By Alex Schadenberg, Executive Director, Euthanasia Prevention Coalition
I was cleaning up my emails and found a report that was published in the Journal of Emergency Medical Services on November 29, 2022 titled: Death with Dignity: When the Medical Aid in Dying cocktail gets into the Wrong Hands.
The report concerns an emergency whereby a 35-year-old man in Colorado self-administered part of a lethal cocktail of assisted suicide drugs. The report states:
Ambulance 64 is dispatched to a 35-year-old male with possible alcohol overdose. Upon arrival, the crew is directed to a back bedroom where they find two fully clothed males with their legs hanging off a bed. One is elderly, the other is middle aged. Both are unconscious and unresponsive with shallow respirations. A bystander hands a medicine bottle to the attending paramedic frantically saying, “They drank this! They drank this!” The bottle contains digoxin 100 mg, diazepam 1,000 mg, morphine 15,000 mg, amitriptyline 8,000 mg and phenobarbital 5,000 mg. She remarks that the older man “should be dead” and the younger one “should be alive.”

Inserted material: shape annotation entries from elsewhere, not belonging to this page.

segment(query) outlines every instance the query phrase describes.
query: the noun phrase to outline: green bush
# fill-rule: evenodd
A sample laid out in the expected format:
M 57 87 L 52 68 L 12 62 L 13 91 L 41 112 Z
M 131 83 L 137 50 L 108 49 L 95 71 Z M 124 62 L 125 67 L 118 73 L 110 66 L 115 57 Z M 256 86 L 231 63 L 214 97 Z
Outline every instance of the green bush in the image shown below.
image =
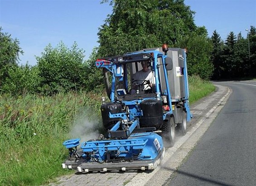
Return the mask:
M 41 91 L 53 94 L 64 91 L 80 90 L 86 80 L 84 51 L 75 42 L 68 49 L 63 42 L 53 48 L 49 44 L 37 57 Z
M 2 86 L 4 92 L 19 95 L 38 91 L 40 79 L 37 67 L 12 66 L 8 69 L 7 73 Z

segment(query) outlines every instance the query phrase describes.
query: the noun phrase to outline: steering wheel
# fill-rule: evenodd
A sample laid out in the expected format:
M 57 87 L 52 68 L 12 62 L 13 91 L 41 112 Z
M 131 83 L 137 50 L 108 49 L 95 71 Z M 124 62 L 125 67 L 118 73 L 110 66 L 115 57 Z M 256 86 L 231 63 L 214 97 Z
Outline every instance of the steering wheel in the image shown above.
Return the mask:
M 140 81 L 142 81 L 142 82 L 140 84 L 137 83 Z M 137 83 L 136 82 L 137 82 Z M 139 87 L 142 87 L 144 85 L 149 85 L 150 86 L 150 83 L 149 80 L 133 80 L 131 82 L 132 85 L 138 86 Z

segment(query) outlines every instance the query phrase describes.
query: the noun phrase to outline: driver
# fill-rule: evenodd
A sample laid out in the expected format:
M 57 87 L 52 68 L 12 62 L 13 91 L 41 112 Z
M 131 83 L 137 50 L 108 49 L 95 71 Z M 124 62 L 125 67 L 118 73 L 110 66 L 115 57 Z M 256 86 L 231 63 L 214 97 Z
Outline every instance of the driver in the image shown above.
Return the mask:
M 155 84 L 155 78 L 152 72 L 149 68 L 148 62 L 149 62 L 147 61 L 141 62 L 142 70 L 137 72 L 133 75 L 133 79 L 134 80 L 137 80 L 136 83 L 137 84 L 142 83 L 144 80 L 147 81 L 147 82 L 145 82 L 144 85 L 142 86 L 142 90 L 143 91 L 152 89 Z M 131 94 L 134 94 L 135 93 L 135 90 L 138 90 L 139 87 L 132 85 L 131 88 Z

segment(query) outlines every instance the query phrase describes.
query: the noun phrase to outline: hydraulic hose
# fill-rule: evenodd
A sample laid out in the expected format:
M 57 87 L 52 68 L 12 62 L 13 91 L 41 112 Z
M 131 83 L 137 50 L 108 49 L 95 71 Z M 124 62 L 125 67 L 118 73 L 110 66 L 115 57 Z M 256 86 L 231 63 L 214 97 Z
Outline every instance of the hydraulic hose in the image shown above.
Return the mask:
M 103 68 L 103 74 L 104 74 L 104 81 L 106 87 L 106 90 L 107 96 L 111 100 L 110 95 L 111 95 L 111 88 L 110 84 L 109 83 L 109 80 L 108 79 L 108 75 L 107 74 L 107 70 L 105 68 Z

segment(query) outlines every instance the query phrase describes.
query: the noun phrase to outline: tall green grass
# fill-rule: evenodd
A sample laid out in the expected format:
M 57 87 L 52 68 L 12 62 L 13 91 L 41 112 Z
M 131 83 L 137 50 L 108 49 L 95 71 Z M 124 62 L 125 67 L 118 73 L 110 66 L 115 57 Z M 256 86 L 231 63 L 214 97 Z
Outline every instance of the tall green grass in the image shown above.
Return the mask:
M 84 110 L 99 115 L 100 100 L 100 95 L 82 92 L 1 95 L 0 185 L 38 185 L 64 174 L 60 166 L 68 151 L 62 143 Z
M 214 90 L 197 76 L 189 84 L 190 103 Z M 101 118 L 102 94 L 0 95 L 0 185 L 39 185 L 70 173 L 61 167 L 68 154 L 62 143 L 81 115 L 89 121 Z M 90 124 L 84 135 L 100 129 L 100 123 Z
M 199 76 L 193 76 L 188 78 L 189 103 L 194 103 L 201 98 L 208 95 L 215 90 L 211 82 L 202 80 Z

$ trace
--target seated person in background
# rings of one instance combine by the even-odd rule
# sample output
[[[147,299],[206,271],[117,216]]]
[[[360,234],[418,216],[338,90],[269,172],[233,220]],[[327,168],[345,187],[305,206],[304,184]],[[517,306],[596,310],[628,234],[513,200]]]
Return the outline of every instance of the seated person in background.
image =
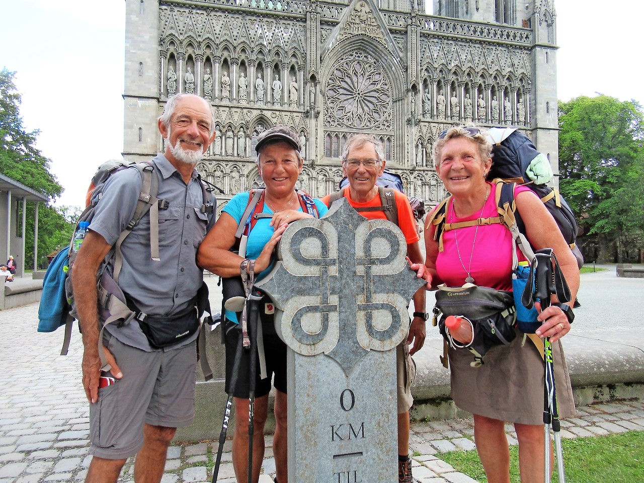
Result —
[[[0,265],[0,277],[5,277],[6,281],[14,281],[14,276],[7,269],[6,265]]]

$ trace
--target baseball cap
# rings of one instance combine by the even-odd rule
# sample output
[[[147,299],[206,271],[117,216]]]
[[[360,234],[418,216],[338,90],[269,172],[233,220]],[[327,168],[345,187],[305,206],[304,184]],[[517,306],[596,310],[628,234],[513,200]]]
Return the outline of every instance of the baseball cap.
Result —
[[[298,152],[302,150],[302,147],[299,145],[299,139],[298,135],[288,128],[281,126],[276,126],[269,129],[264,131],[257,137],[257,145],[255,146],[255,151],[257,154],[260,154],[261,147],[267,142],[274,141],[284,141],[290,144]]]

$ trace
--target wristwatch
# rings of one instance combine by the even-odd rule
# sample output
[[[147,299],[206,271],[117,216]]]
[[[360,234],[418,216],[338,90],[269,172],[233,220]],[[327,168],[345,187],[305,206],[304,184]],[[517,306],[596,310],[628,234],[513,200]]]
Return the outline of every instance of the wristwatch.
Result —
[[[570,308],[570,305],[565,303],[553,303],[553,305],[556,305],[561,308],[562,311],[565,314],[565,316],[568,318],[568,323],[573,323],[573,321],[574,320],[574,312]]]

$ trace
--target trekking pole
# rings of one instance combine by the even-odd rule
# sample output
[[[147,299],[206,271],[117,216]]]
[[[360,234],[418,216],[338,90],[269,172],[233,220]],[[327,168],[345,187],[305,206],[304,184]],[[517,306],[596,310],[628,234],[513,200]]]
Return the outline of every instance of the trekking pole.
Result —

The bystander states that the older man is a “death with dignity” patient who invited loved ones to be present while he consumed the MAID medication. After his first swallow, he remarked, “Man that burns!” The younger man said, “Let me see,” and then also took a swallow. The attending paramedic directs rescuers to begin ventilating the younger man while requesting evidence of advance directives for the older man. Care was not rendered to the death with dignity patient because he had a valid Medical Orders for Scope of Treatment (MOST) form stating he wanted no lifesaving measures performed on him. The medication bottle was prescribed to the patient. Hospice was contacted to verify he was a terminally ill patient of theirs. Medical control was also contacted for a consult because this was not a typical call.
The younger male patient is found to be atraumatic. His skin signs were significant for cyanosis but otherwise warm and dry. Pupils were constricted, equal and reactive. Without ventilations, his respiratory effort is 6; Sp02 was 72%. The patient is placed on a cardiac monitor and the heart rate is recorded at 144 bpm, blood pressure is auscultated and found to be 134/96 mmHg. Blood glucose is 172 mg/dl. Intravenous access is achieved with a 16-gauge catheter placed in his right external jugular vein. After there is no change in the patient’s presentation following Narcan 2 mg via IV, he is endotracheal intubated. End tidal carbon dioxide is then measured at 56 mmHg. The receiving facility is notified that a patient with a massive polypharmacy ingestion is en route.
…This challenging case is an excellent illustration of the importance of prehospital providers to have an understanding of end-of-life-care as it pertains to advanced directives and to be aware they may practice in an area where they encounter patients who may be in a MAID program. In this case, the paramedic had to juggle a complicated scene with two potential patients who both were near death. Education regarding such programs should be a priority to EMS agencies, as is how to handle instances where family members are requesting that no resuscitation be attempted and either advance directives are not in place, or copies of them cannot be located.
The report continues with information about the recovery of the man who self-administered the lethal cocktail without legal permission and it then concludes:
Should accidental ingestion occur, care is mainly supportive. The patient should be placed on a cardiac monitor and have a 12-lead rhythm strip to evaluate for QRS prolongation and consideration of sodium bicarbonate administration. Continuous pulse oximetry monitoring and assisting ventilation as necessary is indicated. If necessary, placement of advanced airway with assisted ventilations with BVM and confirmation by end-tidal CO2 is appropriate. Intravenous or intraosseous access should be obtained and intravenous fluids can be administered if the patient is hypotensive. Naloxone can be trialed, although may not have much effect given the high dose of opiates in the compound. Consideration may be made for transport to an ECMO capable facility.
The US states that have legalized assisted suicide have done so in a completely irresponsible manner. Prescribing a lethal cocktail of drugs for suicide is always ethically wrong, but to do so without monitoring is irresponsible.
Is it possible that a grandchild could find the lethal assisted suicide cocktail by the bed side or in the medicine cabinet? What happens to the lethal drugs that are not consumed?
The concept of freedom to choose to die is a lie. People don’t ask for a lethal drug cocktail to express their freedom but rather it is a reaction to a social abandonment that has left them feeling that there is no hope, purpose or value to continuing life.